Last night I watched Game 3 of the NBA Finals with my youngest brother, Robert. During one possession of play, Dwayne Wade, the Miami Heat’s Shooting Guard, felt as if he was fouled on a play but he did not receive the benefit of the doubt from the referees. Frustrated from the call — or lack thereof — he ran back to his team’s side of play yelling at the refs, to which Robert commented, “Why is he yelling at the referees? He knows he’s not going to get the call reversed?”
Then it dawned on me.
Wade knew he wasn’t going to get the call reversed but he yelled anyway. He was frustrated. But his frustration wouldn’t be complete — or fully expressed — unless he finished by verbally expressing it. So in order to fully express it, he yelled at the refs.
Conversely, the God of the Bible wants our praise. But why? Is it because he needs it? Is it to make up for a deficiency?
C. S. Lewis in his legendary Reflections on the Psalms, comments on this when he writes:
The most obvious fact about praise — whether of God or any thing — strangely escaped me. I thought of it in terms of compliment, approval, or the giving of honor. I had never noticed that all enjoyment spontaneously overflow into praise unless (sometimes even if) shyness or the fear of boring others is deliberately brought into check.
I had not noticed either that just as men spontaneously praise whatever they value, so they spontaneously urge us to join them in praising it: “Isn’t she lovely? Wasn’t it glorious? Don’t you think that’s magnificent?” The Psalmist in telling everyone to praise God are doing what all men do when they speak of what they care about.
I think we delight to praise what we enjoy because the praise not merely expresses but completes the enjoyment . . . It is not out of compliment that lovers keep on telling one another how beautiful they are; the delight is incomplete till it is expressed.
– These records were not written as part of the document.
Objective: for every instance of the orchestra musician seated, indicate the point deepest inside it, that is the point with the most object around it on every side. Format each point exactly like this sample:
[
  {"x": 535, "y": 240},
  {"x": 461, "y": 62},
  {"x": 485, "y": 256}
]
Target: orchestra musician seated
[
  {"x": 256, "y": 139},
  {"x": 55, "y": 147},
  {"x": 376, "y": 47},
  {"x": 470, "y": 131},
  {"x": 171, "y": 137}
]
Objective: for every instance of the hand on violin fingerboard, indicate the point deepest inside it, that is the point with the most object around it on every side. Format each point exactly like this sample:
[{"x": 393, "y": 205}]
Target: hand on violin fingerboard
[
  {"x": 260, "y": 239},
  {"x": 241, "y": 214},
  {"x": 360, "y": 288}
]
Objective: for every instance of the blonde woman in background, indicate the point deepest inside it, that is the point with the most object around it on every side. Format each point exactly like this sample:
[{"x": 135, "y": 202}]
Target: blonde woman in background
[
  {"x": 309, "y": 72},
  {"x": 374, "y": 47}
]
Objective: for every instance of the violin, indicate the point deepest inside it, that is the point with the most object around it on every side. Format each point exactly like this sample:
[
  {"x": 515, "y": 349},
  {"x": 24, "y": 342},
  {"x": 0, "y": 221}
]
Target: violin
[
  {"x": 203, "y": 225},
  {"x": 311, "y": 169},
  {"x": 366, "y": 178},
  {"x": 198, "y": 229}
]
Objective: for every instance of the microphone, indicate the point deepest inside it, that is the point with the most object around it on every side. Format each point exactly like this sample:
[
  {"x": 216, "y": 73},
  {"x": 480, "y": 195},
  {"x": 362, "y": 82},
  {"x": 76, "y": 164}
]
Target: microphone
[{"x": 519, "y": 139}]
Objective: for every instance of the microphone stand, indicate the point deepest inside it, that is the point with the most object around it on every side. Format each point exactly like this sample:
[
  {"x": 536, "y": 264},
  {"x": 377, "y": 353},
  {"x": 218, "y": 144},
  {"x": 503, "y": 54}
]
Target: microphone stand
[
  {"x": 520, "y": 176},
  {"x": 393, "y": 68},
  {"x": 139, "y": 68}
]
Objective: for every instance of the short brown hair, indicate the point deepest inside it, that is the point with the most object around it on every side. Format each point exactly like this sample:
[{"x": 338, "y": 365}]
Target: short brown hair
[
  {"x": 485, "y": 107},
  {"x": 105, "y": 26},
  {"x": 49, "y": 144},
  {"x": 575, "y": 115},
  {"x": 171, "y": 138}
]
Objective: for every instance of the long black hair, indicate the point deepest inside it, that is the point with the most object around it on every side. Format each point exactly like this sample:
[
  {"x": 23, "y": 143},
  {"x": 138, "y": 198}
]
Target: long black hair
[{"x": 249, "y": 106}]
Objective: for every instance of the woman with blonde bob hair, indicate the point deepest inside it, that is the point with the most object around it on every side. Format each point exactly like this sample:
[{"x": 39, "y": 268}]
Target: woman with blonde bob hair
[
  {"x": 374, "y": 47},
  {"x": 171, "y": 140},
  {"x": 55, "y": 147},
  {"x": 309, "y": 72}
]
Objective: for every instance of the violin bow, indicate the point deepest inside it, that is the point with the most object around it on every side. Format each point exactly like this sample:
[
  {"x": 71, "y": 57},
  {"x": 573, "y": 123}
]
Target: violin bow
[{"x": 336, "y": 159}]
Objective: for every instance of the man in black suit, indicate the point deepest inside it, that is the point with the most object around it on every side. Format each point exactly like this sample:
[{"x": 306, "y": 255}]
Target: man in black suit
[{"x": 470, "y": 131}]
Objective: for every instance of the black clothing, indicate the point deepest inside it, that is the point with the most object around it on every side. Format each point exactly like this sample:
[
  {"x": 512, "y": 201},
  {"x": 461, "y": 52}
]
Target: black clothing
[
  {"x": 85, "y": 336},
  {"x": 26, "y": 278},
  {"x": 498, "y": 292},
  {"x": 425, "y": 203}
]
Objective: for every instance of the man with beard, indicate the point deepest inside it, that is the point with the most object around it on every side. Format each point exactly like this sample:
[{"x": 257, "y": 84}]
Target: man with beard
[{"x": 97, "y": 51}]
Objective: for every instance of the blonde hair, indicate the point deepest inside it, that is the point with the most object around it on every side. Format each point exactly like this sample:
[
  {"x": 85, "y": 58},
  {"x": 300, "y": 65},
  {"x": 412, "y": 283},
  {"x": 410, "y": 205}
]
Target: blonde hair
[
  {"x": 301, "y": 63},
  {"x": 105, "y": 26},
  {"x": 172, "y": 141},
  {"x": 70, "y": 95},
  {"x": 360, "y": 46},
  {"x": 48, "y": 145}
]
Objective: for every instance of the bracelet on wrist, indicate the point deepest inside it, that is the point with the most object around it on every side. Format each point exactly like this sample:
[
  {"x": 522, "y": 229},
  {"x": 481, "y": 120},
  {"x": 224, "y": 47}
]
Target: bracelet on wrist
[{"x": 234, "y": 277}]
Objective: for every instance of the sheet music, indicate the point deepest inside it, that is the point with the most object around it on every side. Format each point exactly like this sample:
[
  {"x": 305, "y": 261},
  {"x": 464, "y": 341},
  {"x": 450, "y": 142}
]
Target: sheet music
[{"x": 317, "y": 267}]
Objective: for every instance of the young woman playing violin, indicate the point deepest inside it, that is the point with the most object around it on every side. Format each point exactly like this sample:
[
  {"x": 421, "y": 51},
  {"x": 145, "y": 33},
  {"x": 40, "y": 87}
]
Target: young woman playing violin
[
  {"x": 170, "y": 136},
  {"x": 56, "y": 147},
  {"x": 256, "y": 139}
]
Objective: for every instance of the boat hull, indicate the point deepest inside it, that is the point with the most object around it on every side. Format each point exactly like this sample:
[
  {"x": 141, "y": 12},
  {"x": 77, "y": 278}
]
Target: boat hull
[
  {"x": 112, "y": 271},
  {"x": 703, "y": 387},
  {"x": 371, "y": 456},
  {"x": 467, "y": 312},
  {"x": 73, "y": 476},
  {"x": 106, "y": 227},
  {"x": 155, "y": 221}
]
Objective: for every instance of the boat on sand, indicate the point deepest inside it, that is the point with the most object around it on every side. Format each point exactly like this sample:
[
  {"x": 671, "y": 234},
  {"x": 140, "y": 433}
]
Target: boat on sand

Therein lies the answer. John Piper adds by saying, “We praise what we enjoy because the delight is incomplete until it is expressed in praise. If we were not allowed to speak of what we value and celebrate what we love and praise what we admire, our joy would not be full.”
Piper continues: “God wants our praise not because he won’t be truly God until he gets it, but because we won’t be fully glad until we give it.”
True joy and satisfaction in life can only be found in knowing and praising God. And because God seeks the fullness of our joy, he not only gives us himself, but he also seeks to win the praise of our hearts. That’s why he wants our praise. So our joy would be full. What a good dad.